8th of 7, Feb 10 2015
  

       So there's no deflagaration-to-detonation transition at all, or not with small samples? What if it's enclosed?   

       Anyhoo, you were commenting on a different idea a while back about machinable monocrystalline explosives. Are there useful geometries that 3d printing can achieve, that machining can't? Or is this more about doing it more cheaply?   

       ...Or are you just in favour of making explosives a more ubiquitous commodity?
Custardguts, Feb 11 2015
  

       Even Home:Wall:Change or Home:Pest Control would be more appropriate.
normzone, Feb 11 2015
  

       Maybe you could employ Aardman Studios?   

       Wallace and Bombit.
UnaBubba, Feb 11 2015
  

       That could explain how they got to the moon so quickly. Does C4 taste anything like Wensleydale?
RayfordSteele, Feb 11 2015
  

       No, and consuming even a small amount of C4 will cause serious illness or death.   

       // So there's no deflagaration-to-detonation transition at all, or not with small samples? What if it's enclosed? //   

       Not with small amounts - less than a kilo. Pressure and temperature in an enclosure change the game. However, it's often the abrupt failure of a pressure vessel that will produce a shock wave strong enough to initiate adjacent material.   

       // Anyhoo, you were commenting on a different idea a while back about machinable monocrystalline explosives. Are there useful geometries that 3d printing can achieve, that machining can't? Or is this more about doing it more cheaply? //   

       More flexibly. The geometries tend to be fairly standard; it's the size. 3D printing on demand gets away from the "Small, Medium, Large" limitations of repetetive casting, and the "one-size-fits-all" approach so beloved of Quartermasters everywhere.   

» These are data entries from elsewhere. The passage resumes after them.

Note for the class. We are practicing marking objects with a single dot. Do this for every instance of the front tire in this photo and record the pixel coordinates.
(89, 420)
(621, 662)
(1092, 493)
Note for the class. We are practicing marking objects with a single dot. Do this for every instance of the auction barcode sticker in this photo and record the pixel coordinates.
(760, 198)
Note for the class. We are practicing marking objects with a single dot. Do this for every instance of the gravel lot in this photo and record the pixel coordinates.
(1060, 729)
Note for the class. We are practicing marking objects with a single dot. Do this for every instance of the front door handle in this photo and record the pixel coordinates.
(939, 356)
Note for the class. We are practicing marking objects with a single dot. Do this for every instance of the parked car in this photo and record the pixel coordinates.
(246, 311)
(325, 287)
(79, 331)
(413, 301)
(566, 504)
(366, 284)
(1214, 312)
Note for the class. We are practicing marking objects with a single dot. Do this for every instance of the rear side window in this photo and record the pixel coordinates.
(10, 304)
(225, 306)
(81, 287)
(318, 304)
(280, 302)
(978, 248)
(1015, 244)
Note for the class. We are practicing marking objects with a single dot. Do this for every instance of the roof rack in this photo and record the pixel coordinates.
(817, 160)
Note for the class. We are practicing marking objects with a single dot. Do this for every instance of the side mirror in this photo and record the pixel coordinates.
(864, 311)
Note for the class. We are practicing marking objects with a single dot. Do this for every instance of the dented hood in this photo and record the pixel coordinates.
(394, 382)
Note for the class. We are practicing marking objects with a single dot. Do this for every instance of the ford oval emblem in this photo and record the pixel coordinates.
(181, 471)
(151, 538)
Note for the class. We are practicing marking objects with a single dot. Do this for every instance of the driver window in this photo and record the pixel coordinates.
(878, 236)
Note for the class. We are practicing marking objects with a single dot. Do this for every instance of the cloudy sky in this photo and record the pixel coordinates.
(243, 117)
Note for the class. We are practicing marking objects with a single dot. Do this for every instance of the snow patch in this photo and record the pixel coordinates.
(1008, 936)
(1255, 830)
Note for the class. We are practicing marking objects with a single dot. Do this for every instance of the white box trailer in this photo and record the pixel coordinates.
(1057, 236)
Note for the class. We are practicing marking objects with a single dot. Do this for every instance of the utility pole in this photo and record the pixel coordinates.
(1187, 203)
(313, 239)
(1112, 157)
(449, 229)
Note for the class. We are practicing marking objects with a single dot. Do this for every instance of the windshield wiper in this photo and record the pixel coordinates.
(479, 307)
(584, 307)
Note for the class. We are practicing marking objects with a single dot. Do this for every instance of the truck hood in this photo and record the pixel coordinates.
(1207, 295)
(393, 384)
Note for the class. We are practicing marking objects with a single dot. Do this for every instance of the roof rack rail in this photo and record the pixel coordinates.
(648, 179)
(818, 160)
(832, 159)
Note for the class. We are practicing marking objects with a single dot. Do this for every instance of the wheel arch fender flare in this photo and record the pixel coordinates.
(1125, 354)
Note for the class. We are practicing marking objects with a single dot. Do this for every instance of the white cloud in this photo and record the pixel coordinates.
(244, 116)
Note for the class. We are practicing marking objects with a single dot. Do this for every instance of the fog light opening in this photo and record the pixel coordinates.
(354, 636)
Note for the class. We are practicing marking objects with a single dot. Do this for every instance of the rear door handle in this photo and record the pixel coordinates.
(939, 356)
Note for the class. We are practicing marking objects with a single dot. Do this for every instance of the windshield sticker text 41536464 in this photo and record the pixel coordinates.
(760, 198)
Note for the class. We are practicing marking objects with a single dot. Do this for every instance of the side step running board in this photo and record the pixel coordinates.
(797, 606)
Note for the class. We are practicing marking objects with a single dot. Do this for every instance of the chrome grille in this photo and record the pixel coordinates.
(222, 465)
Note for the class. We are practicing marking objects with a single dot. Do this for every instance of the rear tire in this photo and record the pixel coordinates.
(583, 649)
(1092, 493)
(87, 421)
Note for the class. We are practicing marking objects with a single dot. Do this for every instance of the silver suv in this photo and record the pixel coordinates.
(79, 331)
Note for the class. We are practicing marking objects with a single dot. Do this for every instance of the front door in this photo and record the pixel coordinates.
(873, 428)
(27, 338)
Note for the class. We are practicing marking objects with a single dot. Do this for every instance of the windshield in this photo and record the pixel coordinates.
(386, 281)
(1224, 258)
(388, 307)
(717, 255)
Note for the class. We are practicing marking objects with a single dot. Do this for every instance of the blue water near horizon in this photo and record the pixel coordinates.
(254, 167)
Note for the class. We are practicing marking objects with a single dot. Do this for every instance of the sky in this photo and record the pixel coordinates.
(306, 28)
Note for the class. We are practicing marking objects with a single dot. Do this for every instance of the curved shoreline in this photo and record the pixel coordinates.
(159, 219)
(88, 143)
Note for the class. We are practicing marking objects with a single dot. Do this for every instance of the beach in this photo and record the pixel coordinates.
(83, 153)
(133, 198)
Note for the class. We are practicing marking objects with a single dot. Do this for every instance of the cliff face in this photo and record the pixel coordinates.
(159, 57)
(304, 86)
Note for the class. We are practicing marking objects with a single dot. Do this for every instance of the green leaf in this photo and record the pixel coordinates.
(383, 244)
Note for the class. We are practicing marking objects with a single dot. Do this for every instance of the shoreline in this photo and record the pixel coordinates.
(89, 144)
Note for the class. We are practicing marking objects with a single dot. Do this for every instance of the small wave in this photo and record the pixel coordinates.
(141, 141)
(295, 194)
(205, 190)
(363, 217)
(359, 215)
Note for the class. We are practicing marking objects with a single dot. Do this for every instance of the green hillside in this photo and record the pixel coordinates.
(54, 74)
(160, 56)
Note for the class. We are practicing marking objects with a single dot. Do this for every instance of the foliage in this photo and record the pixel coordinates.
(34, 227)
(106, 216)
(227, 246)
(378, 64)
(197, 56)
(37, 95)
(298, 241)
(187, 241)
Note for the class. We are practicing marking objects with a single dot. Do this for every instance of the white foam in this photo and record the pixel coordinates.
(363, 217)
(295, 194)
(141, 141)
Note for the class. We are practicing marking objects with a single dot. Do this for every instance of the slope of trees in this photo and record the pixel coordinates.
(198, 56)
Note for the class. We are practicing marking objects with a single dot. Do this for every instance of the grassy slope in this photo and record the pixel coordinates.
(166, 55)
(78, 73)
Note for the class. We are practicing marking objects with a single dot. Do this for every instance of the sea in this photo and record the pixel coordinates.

       // ...Or are you just in favour of making explosives a more ubiquitous commodity? //   

       Whatever gave you that idea ?
8th of 7, Feb 14 2015
  

       //consuming even a small amount of C4 will cause serious illness or death// I'm not convinced. What's in it?
MaxwellBuchanan, Feb 14 2015
  

       OK, a quick search shows that nothing in C4 is particularly hazardous.   

       RDX (the fun part of C4) "has low to moderate toxicity with a possible human carcinogen classification". Frankly, that goes for a lot of what I drink on a daily basis.   

       Incidentally, in [teslaberry] I think we may have found a Halfbaker who has learned to write but not to read.
MaxwellBuchanan, Feb 14 2015
  

       If 8th claims to have constructed some monocrystalline rdx, send somebody else over with a video camera: I'm pretty sure fracture speed is in excess of detonation requirements.   

       Experiment: drop some HCl onto a bit of rdx, see if it outgasses or something.
FlyingToaster, Feb 14 2015
  

       " Incidentally, in [teslaberry] I think we may have found a Halfbaker who has learned to write but not to read. — MaxwellBuchanan, Feb 14 2015 "   

       Yeah, funny how that seems to work. Brevity being the better part of wit, discretion is the better part of valor, and unresponsive to comments defines the aptitude. I guess that's one step up from a deletionist.